Lettre à Salah Abdeslam

En réponse aux publications des lettres de Salah Abdeslam dans la presse, et pour que ces lettres ne restent pas sans réponse. Voici ma réponse à cet homme, perdu dans l'étroitesse de ses convictions.

Salah Abdeslam,

Ce courrier est autant destiné à vous qu'à moi, ou même au lecteur intermédiaire. 

Salah Abdeslam, vous avez fait le choix de l'action violente pour opérer le changement dans le monde, ce que vous appelez «réforme». 

Probablement qu'avant ce choix, il y a eu chez vous une prise de conscience sur l'état de notre monde. Les injustices entre les peuples, les abus des puissants face aux plus faibles vous sont soudainement apparues, et ont touché votre coeur.
Vous vous deviez de défendre les opprimés contre les arrogances d'un pouvoir aveugle et perverti. 

Tel a été, après cet éclair de conscience, le nouveau sens de votre vie : rendre justice, et agir pour atteindre cet objectif.

Cette nouvelle raison de vivre, a succédé probablement à un vide existentiel, dont le principal fautif était le monde que vous combattez aujourd'hui : une société dépourvue de sens justement. Une société qui vous semble aujourd'hui futile et pervertie. Une société que vous avez voulu combattre, mais qui pourtant vous a construit.

Oui Salah Abdeslam, vous avez pris conscience de la maladie de notre monde. Malheureusement, votre clairvoyance a été si étroite que vous n'y avez vu que vous et votre communauté de pensée.

Ailleurs, dans d'autres sphères que vous n'avez pas voulu connaître, des milliers d'êtres humains, de par le monde, prennent conscience de ce nécessaire changement. Tout comme vous, ils agissent. A l'exception que eux, font le choix de la construction, et que vous avez fait le choix de la destruction.

Construire, c'est partager, c'est proposer, c'est aussi se dépasser; c'est le combat sur Soi.
Détruire, au contraire, c'est séparer, c'est imposer, c'est reculer ; c'est le combat contre l'Autre et au final contre Soi.

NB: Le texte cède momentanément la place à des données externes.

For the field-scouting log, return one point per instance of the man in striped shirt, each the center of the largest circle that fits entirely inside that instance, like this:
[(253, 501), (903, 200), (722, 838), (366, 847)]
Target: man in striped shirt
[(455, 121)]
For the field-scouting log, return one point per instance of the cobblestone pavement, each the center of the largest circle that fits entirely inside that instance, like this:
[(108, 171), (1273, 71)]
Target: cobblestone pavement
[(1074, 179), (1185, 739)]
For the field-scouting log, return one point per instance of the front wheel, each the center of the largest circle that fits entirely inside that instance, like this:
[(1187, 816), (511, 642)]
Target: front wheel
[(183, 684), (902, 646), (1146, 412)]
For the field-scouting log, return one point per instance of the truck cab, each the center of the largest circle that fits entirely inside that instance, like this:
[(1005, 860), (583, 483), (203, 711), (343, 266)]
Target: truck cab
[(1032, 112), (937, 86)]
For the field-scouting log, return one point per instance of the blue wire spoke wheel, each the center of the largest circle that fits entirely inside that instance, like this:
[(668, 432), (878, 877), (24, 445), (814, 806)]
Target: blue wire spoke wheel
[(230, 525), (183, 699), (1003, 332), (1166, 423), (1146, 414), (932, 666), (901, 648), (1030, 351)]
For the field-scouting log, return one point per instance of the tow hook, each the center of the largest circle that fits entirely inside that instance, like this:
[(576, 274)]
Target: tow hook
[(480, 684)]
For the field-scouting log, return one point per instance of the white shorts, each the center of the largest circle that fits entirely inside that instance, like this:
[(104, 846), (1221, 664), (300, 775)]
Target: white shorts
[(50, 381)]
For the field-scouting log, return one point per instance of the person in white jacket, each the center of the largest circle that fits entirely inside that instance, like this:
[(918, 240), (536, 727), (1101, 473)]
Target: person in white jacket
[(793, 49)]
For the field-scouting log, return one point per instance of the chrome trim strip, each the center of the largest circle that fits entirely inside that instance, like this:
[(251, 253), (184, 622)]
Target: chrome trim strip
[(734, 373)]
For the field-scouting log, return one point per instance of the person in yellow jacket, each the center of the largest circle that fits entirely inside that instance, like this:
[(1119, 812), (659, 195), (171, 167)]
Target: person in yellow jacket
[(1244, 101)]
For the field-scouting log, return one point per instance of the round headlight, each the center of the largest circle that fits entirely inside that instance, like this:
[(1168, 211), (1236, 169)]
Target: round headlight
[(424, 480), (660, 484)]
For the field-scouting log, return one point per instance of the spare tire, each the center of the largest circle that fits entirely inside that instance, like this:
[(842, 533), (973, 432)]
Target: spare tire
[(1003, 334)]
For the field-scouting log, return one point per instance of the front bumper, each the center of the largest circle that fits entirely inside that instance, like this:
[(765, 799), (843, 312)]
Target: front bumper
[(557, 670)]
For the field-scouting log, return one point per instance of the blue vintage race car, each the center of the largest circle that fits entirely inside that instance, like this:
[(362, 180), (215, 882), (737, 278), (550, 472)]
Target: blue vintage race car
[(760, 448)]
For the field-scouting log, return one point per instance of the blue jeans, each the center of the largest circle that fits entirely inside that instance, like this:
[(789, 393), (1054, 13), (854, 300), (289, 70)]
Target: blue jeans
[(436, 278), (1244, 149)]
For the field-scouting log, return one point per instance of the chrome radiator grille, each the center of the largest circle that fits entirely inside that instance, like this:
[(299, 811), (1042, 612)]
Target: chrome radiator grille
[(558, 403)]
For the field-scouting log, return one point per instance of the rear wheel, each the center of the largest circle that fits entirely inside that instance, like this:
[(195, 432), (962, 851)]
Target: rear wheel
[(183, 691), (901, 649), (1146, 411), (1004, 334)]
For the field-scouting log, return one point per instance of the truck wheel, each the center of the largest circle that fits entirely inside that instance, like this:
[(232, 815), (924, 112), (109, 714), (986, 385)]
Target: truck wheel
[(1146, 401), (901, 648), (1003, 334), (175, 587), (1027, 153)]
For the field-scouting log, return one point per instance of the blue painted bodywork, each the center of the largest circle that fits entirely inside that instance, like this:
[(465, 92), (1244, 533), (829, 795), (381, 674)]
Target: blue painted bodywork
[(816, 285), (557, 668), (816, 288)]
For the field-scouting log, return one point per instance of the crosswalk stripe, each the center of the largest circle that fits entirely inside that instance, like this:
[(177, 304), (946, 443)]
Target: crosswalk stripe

Salah Abdeslam, vous avez décidé de faciliter l'assassinat de 130 êtres humains. 130 vies humaines, «harmonieusement façonnées» comme vous dites, que vous et vos acolytes avez choisi de détruire brutalement. Personne, autre que vous et vos défunts amis, n'a fait ce choix. Certainement que vous avez été entraîné par une vague plus grande que vous, mais quoiqu'il en soit, ce choix a été fait. Aussi par vous.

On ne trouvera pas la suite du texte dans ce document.